Welcome! As "Annie in Austin" I blog about gardening in Austin, TX with occasional looks back at our former gardens in Illinois. My husband Philo & I also make videos - some use garden images as background for my original songs, some capture Austin events & sometimes we share videos of birds in our garden.
Come talk about gardens, movies, music, genealogy and Austin at the Transplantable Rose and listen to my original songs on YouTube. For an overview read Three Gardens, Twenty Years. Unless noted, these words and photos are my copyrighted work.

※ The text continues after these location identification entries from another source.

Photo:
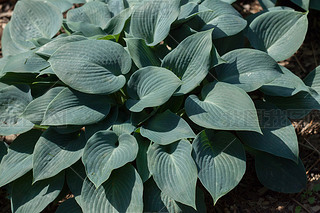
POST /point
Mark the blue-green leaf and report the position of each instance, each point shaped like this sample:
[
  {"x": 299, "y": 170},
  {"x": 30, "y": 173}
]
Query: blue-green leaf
[
  {"x": 55, "y": 152},
  {"x": 279, "y": 33},
  {"x": 8, "y": 46},
  {"x": 150, "y": 87},
  {"x": 105, "y": 124},
  {"x": 304, "y": 4},
  {"x": 288, "y": 84},
  {"x": 27, "y": 62},
  {"x": 299, "y": 105},
  {"x": 92, "y": 66},
  {"x": 27, "y": 197},
  {"x": 34, "y": 19},
  {"x": 313, "y": 79},
  {"x": 279, "y": 137},
  {"x": 141, "y": 160},
  {"x": 69, "y": 206},
  {"x": 190, "y": 60},
  {"x": 248, "y": 69},
  {"x": 36, "y": 109},
  {"x": 75, "y": 176},
  {"x": 141, "y": 54},
  {"x": 104, "y": 152},
  {"x": 13, "y": 101},
  {"x": 157, "y": 201},
  {"x": 225, "y": 20},
  {"x": 89, "y": 19},
  {"x": 49, "y": 48},
  {"x": 174, "y": 171},
  {"x": 18, "y": 161},
  {"x": 221, "y": 161},
  {"x": 151, "y": 20},
  {"x": 70, "y": 107},
  {"x": 166, "y": 128},
  {"x": 223, "y": 106},
  {"x": 122, "y": 192}
]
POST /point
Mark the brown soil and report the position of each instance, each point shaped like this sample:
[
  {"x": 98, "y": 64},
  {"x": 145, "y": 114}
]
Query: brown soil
[{"x": 250, "y": 195}]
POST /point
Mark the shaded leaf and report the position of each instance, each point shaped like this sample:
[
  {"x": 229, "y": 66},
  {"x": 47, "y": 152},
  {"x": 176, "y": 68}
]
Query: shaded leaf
[
  {"x": 280, "y": 174},
  {"x": 27, "y": 197},
  {"x": 18, "y": 161}
]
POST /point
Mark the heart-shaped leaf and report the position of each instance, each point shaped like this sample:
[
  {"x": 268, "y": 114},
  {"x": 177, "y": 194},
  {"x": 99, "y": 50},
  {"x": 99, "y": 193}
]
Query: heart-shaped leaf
[
  {"x": 36, "y": 109},
  {"x": 13, "y": 101},
  {"x": 122, "y": 192},
  {"x": 70, "y": 107},
  {"x": 150, "y": 87},
  {"x": 313, "y": 79},
  {"x": 27, "y": 197},
  {"x": 279, "y": 33},
  {"x": 299, "y": 105},
  {"x": 18, "y": 161},
  {"x": 69, "y": 205},
  {"x": 221, "y": 161},
  {"x": 55, "y": 152},
  {"x": 49, "y": 48},
  {"x": 105, "y": 151},
  {"x": 191, "y": 60},
  {"x": 157, "y": 201},
  {"x": 75, "y": 176},
  {"x": 3, "y": 150},
  {"x": 105, "y": 124},
  {"x": 26, "y": 62},
  {"x": 141, "y": 54},
  {"x": 141, "y": 160},
  {"x": 166, "y": 128},
  {"x": 174, "y": 171},
  {"x": 151, "y": 20},
  {"x": 288, "y": 84},
  {"x": 304, "y": 4},
  {"x": 92, "y": 66},
  {"x": 279, "y": 137},
  {"x": 223, "y": 106},
  {"x": 280, "y": 174},
  {"x": 221, "y": 16},
  {"x": 248, "y": 69},
  {"x": 34, "y": 19},
  {"x": 265, "y": 4},
  {"x": 89, "y": 19},
  {"x": 8, "y": 46}
]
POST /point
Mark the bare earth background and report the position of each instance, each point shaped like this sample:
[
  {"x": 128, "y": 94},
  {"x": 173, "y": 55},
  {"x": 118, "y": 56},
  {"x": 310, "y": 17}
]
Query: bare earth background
[{"x": 250, "y": 195}]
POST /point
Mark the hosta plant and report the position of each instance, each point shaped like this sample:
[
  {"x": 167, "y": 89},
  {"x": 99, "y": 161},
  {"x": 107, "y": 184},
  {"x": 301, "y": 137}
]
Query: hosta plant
[{"x": 141, "y": 106}]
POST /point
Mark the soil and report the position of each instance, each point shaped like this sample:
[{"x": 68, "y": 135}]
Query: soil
[{"x": 250, "y": 195}]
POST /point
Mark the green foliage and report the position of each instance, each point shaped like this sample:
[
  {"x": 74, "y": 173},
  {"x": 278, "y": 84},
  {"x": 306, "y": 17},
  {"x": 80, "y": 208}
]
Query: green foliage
[{"x": 128, "y": 103}]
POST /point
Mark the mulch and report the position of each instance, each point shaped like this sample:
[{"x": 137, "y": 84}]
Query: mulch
[{"x": 250, "y": 195}]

My garden is in Austin – I’ve been an Austin gardener for years. Why, oh why did I buy this Gardenia jasminoides ‘Veitchii’? I knew it was dumb even before I read ”the infamous gardenia thread”. So why? Well, for one thing, it was on sale at Red Barn, and cost less than an ugly bouquet at the grocery store. And the plant was already budded, ready to pop. There’s even a chance it’ll live, since a fairly large gardenia shrub grows about 6 blocks from here, blooming on the East side of a brick house. Miss Scarlet made me do it. On June 30th, seventy years had passed since Gone With the Wind hit the bookstores, and I decided to reread the book. Although the romance seemed the same, there were aspects I hadn’t noticed when I was younger. Had Margaret Mitchell always talked so much about the landscape? The pages are full of pine trees, peach trees, apple trees, magnolias, oaks, cedars and dogwoods. People gather on porches, rock on verandas, sit in arbors and stroll in rose gardens. Mockingbirds & jays make noise, while Scarlet passes over lawns made of clover and Bermuda grass, and remarks upon daffodils and jonquils, yellow jessamine, Cherokee roses and violets, blackberry brambles, crab apple trees, honeysuckle, sweet shrubs, hills of sweet potatoes, rows of peas & beans, fields of cotton, palmettos, wistaria, crepe myrtles, bald cypress, live oaks covered in moss, ivy, smilax, moss, and grapevines, coleus, geranium, oleander, hydrangea, elephant ear, rubber plants, nasturtiums, hollyhocks, crimson, yellow & white roses, ferns and gladioli. The young women wear fragrant Cape jessamine & pink tea roses in their hair or pinned at the bodice. Most of these plants summoned some sort of mental image, but ‘Cape Jessamine’ was unfamiliar. This turned out to be another name for Gardenia, loved for scented wrist corsages. So when that sale plant beckoned, to own my own fragrant Cape Jessamine was irresistible.